Students from all over will gather in Denver for the 2016 Computer-Assisted Reporting Conference in just a few short weeks. From spreadsheets to data visualization to the latest technological advances, the conference offers endless opportunities to learn and grow as a journalist. But the range of choices can be overwhelming, especially for those new to the conference. NICAR asked students to reflect on their past experiences and offer up their best advice.
Read up on the sessions offered ahead of time, then make a tentative schedule.
“I had marked all the classes that were recommended to me, but that wasn't enough," said Ani Ucar, a recent graduate of the University of Southern California. "Really making a full schedule for yourself will help ensure that you actually get the most out of your time."
Figure out which journalists are going to be there and read up on them. Then contact them before the conference even gets rolling.
“Before the conference, reach out to a few folks whose work you admire — maybe you follow them on Twitter — and set up a time to get coffee with them and learn about their work,” said Alex Duner of the Northwestern University Knight Lab.
"Don’t be afraid to speak up in discussions or in sessions. Kill your imposter syndrome for the weekend."
– Alex Duner
There are an insane number of sessions to choose from, so go into the conference with a story in mind or even a story that you've already been working on. And/or, pick a certain skill that you want to hone. This will help you focus and avoid spreading yourself too thin.
“If you know exactly what you need to achieve in order to move your story along, you will be able to ask better questions of your instructors and really get the most from each class,” Ani said.
Attend at least one session a day about a topic that you know nothing about. It’s a way to push your comfort zone, discover what’s out there and gather story ideas. Alex said he accidently went to a session on data sets about infrastructure and left with story ideas he never would have thought of. He warned not to try to go to every session, however, adding that “NICAR is a marathon, not a sprint.”
Pick a couple of introductory technical sessions and go in with an open mind. Don’t get overwhelmed if you don’t always keep pace.
“You won’t learn all of D3 or all of R in an hour. But what you can get out of those sessions is an understanding of what certain tools let you accomplish and a framework for how to keep learning more. NICAR isn’t just an opportunity to learn, but a chance to learn how to learn," Alex said.
If you really enjoy a session, hang out afterwards and introduce yourself to the instructor.
Hang out at the bar at night, even if you’re just grabbing a soda.
“Hanging out around the hotel bar is where you will get to meet cool people who do cool things. Plus, last year, the bar gave me free soda all conference, so that was a plus,” Alex said.
Bring business cards (you can easily make your own online if your university doesn’t supply them).
Ani said to hand out cards to anyone you meet, and don’t be intimidated to strike up conversations with those around you.
“Just talking to people about story ideas you have could lead to some amazing conversations and ultimately could spark original/innovative ideas for you to apply to your work.”

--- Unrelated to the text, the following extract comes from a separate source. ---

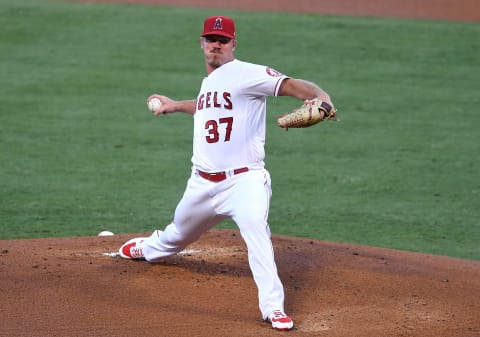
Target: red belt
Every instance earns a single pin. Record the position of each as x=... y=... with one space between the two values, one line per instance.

Remember that you have things to contribute, too.
“Don’t be afraid to speak up in discussions or in sessions. Kill your imposter syndrome for the weekend,” Alex said.
Show up early and pace yourself.
Ani said that sessions will fill up fast, so take that into account when making a schedule. Budget time to get to classes early, and don’t forget to eat and take breaks. Otherwise, you’ll burn out by day two.
Simeng Dai of Boston University said to Google the presenters if you haven’t heard of them already. You never know, they might work at your dream publication.
Will Drabold of Ohio University and Northwestern Knight Lab fellows Nicole Zhu and Ashley Wu contributed ideas to this guide.